La stanza chiusa

 

La stanza chiusa è il terzo e definitivo momento narrativo della Trilogia di New York di Paul Auster, il romanzo che dovrebbe rispondere (e a suo modo lo fa) agli interrogativi posti dai due episodi precedenti. La vicenda qui è più lineare, quasi classica. Appaiono echi della tradizione letteraria nordamericana: Melville (l’imbarco e le esperienze marittime di Fanshawe), Hawthorne, dal cui primo insoddisfacente romanzo è tratto il nome di Fanshawe, e Henry James, di cui ritroviamo il senso misterioso della scrittura (La cifra nel tappeto) e il tema dell’incarico (quello affidato all’istitutrice di Giro di vite). In Auster il tema è centrale per lo svolgimento della trama. L’investigatore, vero o surrettizio, riceve l’incarico di sorvegliare un personaggio oppure di proteggerlo.
L’altro tema evidente, quello dell’autore scomparso nel nulla è invece un topos austeriano, che il nostro autore riprende nel Libro delle illusioni, in cui ricorrono anche altri elementi di gusto poliziesco. Si ha quasi l’impressione che le ricorrenze nei suoi libri, che riappaiono come un Leitmotiv wagneriano, intendano creare un’immagine di sostanziale unità della produzione dello scrittore, come se costituissero un unico enorme romanzo.
L’utilizzo di contenuti caratteristici del romanzo d’investigazione, che in Auster è ricerca di significato e identità, avvicina il nostro autore a un altro grande protagonista letterario, Samuel Beckett, inventore tra l’altro di un’altra trilogia narrativa.
Tornando alla trilogia e al suo testo conclusivo, possiamo dire che il senso della storia nel suo complesso è il nichilismo o, peggio, la condanna all’indeterminazione, al non senso, dell’essere, che si muove verso il suo stesso “totale annullamento”. Una risposta, quella di Auster, che è una non-risposta, una verità continuamente e pervicacemente contraddetta.
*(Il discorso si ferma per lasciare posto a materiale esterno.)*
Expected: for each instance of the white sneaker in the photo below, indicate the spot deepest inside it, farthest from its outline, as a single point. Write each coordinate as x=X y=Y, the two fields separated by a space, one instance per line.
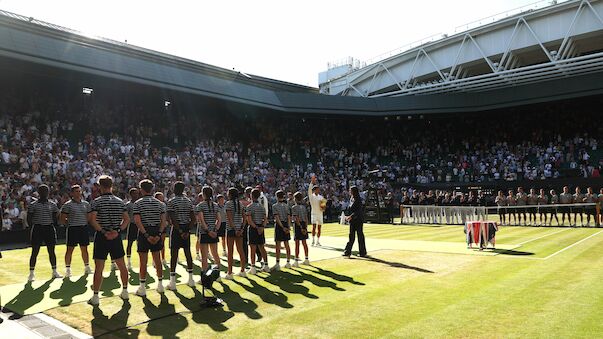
x=94 y=301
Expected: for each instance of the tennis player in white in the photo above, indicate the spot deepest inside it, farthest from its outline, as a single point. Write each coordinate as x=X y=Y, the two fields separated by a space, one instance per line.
x=317 y=204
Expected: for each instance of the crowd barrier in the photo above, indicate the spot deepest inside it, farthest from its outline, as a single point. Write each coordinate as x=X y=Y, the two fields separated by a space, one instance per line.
x=586 y=214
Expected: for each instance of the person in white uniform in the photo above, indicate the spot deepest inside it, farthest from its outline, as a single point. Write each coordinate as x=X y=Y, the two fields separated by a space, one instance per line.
x=317 y=210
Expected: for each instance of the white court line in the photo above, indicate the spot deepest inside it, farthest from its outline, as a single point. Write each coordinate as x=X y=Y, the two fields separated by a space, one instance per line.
x=543 y=236
x=572 y=245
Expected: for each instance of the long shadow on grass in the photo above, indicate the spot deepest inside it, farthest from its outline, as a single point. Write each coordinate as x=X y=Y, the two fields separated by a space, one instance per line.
x=104 y=325
x=332 y=275
x=237 y=303
x=165 y=309
x=212 y=317
x=268 y=296
x=398 y=265
x=70 y=289
x=291 y=283
x=27 y=298
x=510 y=252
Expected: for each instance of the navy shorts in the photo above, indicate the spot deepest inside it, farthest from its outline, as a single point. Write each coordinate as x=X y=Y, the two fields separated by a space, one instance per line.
x=41 y=234
x=204 y=238
x=132 y=232
x=254 y=238
x=280 y=235
x=77 y=236
x=301 y=231
x=176 y=240
x=144 y=246
x=104 y=247
x=233 y=234
x=222 y=230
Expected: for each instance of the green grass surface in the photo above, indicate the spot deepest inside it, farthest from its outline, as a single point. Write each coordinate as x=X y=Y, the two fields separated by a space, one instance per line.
x=420 y=282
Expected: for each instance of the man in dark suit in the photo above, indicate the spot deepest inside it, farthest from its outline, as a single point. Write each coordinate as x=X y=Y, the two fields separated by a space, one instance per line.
x=356 y=218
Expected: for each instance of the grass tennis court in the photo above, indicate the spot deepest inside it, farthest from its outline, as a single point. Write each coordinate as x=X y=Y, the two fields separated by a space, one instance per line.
x=420 y=282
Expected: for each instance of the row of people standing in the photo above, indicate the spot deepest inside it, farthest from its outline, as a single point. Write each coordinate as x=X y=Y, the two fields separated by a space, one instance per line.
x=145 y=218
x=536 y=209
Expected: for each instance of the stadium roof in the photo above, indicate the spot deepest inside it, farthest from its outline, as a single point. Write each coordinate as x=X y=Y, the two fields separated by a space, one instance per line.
x=31 y=42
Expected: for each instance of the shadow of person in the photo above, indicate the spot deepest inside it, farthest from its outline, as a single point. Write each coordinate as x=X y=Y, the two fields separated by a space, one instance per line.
x=290 y=283
x=267 y=296
x=214 y=317
x=110 y=283
x=103 y=325
x=164 y=310
x=510 y=252
x=134 y=278
x=317 y=281
x=27 y=298
x=70 y=289
x=397 y=265
x=238 y=304
x=331 y=274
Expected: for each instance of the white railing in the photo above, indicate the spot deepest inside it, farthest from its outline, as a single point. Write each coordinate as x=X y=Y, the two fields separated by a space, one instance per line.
x=585 y=214
x=449 y=215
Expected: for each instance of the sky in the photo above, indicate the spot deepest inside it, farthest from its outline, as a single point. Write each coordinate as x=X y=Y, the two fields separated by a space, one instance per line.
x=286 y=40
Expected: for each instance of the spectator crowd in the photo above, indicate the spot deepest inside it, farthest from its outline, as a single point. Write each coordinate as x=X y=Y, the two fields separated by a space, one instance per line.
x=75 y=140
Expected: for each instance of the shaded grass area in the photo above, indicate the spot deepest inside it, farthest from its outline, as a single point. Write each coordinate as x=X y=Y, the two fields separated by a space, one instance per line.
x=395 y=293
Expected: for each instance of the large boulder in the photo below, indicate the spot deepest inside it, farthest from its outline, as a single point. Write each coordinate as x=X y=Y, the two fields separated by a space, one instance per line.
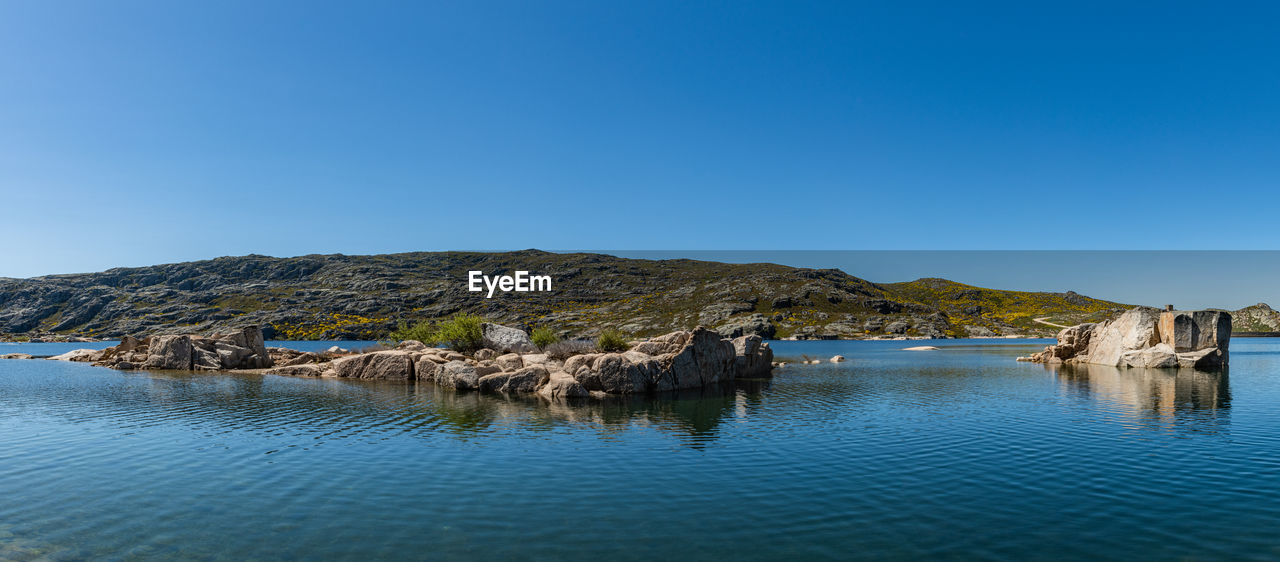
x=670 y=362
x=380 y=365
x=562 y=385
x=502 y=338
x=80 y=355
x=526 y=379
x=1148 y=338
x=457 y=375
x=1193 y=330
x=172 y=352
x=753 y=359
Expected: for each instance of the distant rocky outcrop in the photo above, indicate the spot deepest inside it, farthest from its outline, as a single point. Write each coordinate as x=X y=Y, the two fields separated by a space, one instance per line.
x=675 y=361
x=1146 y=337
x=680 y=360
x=365 y=297
x=231 y=351
x=1260 y=319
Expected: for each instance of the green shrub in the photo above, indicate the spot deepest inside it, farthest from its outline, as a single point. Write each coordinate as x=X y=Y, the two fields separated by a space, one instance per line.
x=543 y=337
x=612 y=341
x=423 y=332
x=460 y=333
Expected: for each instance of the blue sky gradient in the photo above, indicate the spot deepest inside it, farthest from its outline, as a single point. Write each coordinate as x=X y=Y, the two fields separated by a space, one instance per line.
x=142 y=132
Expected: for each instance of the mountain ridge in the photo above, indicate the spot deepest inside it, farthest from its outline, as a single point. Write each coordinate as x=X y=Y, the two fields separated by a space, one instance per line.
x=334 y=296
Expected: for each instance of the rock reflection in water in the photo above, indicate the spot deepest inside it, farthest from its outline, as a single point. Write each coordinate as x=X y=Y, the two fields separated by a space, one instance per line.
x=1169 y=398
x=695 y=414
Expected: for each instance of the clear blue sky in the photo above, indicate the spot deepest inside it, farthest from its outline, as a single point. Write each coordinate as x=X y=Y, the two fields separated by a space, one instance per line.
x=142 y=132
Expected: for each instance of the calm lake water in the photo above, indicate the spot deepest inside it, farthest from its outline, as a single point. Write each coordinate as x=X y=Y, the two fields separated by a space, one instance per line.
x=954 y=453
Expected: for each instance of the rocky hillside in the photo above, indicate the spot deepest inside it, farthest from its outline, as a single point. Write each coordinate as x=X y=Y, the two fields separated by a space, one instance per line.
x=336 y=297
x=1257 y=318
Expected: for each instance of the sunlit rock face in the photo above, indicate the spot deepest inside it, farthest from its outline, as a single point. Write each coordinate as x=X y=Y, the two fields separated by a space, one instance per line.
x=1147 y=338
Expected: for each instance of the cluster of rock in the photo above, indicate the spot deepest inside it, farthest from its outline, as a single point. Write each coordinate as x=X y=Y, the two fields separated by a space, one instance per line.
x=237 y=350
x=1146 y=337
x=679 y=360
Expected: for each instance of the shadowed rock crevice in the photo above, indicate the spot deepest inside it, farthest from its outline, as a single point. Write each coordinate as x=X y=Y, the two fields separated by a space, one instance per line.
x=1146 y=337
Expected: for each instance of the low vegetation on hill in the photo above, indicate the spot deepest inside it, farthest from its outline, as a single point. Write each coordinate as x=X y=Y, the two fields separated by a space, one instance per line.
x=368 y=297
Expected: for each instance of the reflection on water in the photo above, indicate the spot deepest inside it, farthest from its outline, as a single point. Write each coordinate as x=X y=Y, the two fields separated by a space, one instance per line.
x=952 y=453
x=1166 y=398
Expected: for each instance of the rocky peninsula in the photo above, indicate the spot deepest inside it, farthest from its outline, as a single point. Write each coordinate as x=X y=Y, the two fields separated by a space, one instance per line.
x=1146 y=337
x=508 y=362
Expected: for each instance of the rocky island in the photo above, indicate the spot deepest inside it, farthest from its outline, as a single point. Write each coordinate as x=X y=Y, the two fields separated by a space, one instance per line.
x=1146 y=337
x=508 y=362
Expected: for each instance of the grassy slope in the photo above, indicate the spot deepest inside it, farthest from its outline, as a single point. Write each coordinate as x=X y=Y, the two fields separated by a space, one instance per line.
x=1004 y=310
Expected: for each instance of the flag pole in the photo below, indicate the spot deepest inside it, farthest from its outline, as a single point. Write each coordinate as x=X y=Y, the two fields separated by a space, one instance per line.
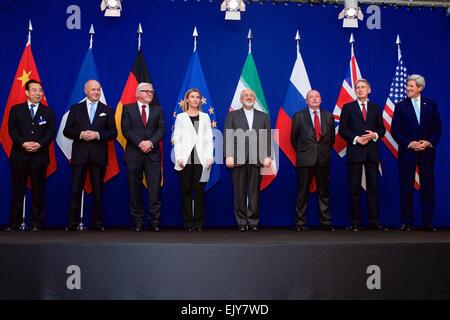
x=399 y=52
x=297 y=38
x=195 y=35
x=23 y=226
x=250 y=37
x=140 y=32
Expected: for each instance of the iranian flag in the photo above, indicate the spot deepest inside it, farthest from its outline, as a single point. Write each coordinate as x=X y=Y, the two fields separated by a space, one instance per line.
x=250 y=80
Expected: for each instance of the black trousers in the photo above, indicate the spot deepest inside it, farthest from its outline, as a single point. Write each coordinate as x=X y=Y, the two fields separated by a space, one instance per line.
x=136 y=170
x=19 y=177
x=246 y=183
x=354 y=181
x=304 y=178
x=427 y=194
x=96 y=175
x=189 y=183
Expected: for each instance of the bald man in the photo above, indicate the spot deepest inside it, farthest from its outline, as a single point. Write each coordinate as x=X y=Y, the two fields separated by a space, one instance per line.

Questa sconcertante verità è simboleggiata dal taccuino dalla copertina rossa in cui ogni frase è contraddetta dalla frase successiva.
Il senso della vita, quindi, è questo non senso. È come se l’uomo vivesse in una stanza chiusa, lontano dalla vera realtà.
L’altra presenza che però traspare attraverso le pagine di Auster è quella di Franz Kafka, vero punto di riferimento di gran parte della letteratura del secondo Novecento, non solo nella letteratura tedesca, che kafkeggia in maniera anche troppo evidente. A Kafka Auster si sente vicino anche per le comuni origini ebraiche che emergono soprattutto nella visione angosciosa dell’esistenza e per lo strano e tragico rapporto con il concetto di padre-Dio. Una figura che condanna, in Kafka, e che in Auster, dichiaratamente ateo, si manifesta come forza assurda e incomprensibile, che genera angoscia, per il suo dominio distante dalla logica umana.
La realtà è indecifrabile. Tutto quello che se ne può raccontare è contraddittorio e, indipendentemente dal suo valore, può essere a buona ragione distrutto, come il quaderno di appunti di Fanshawe, le cui pagine vengono appallottolate e gettate in un bidone della spazzatura.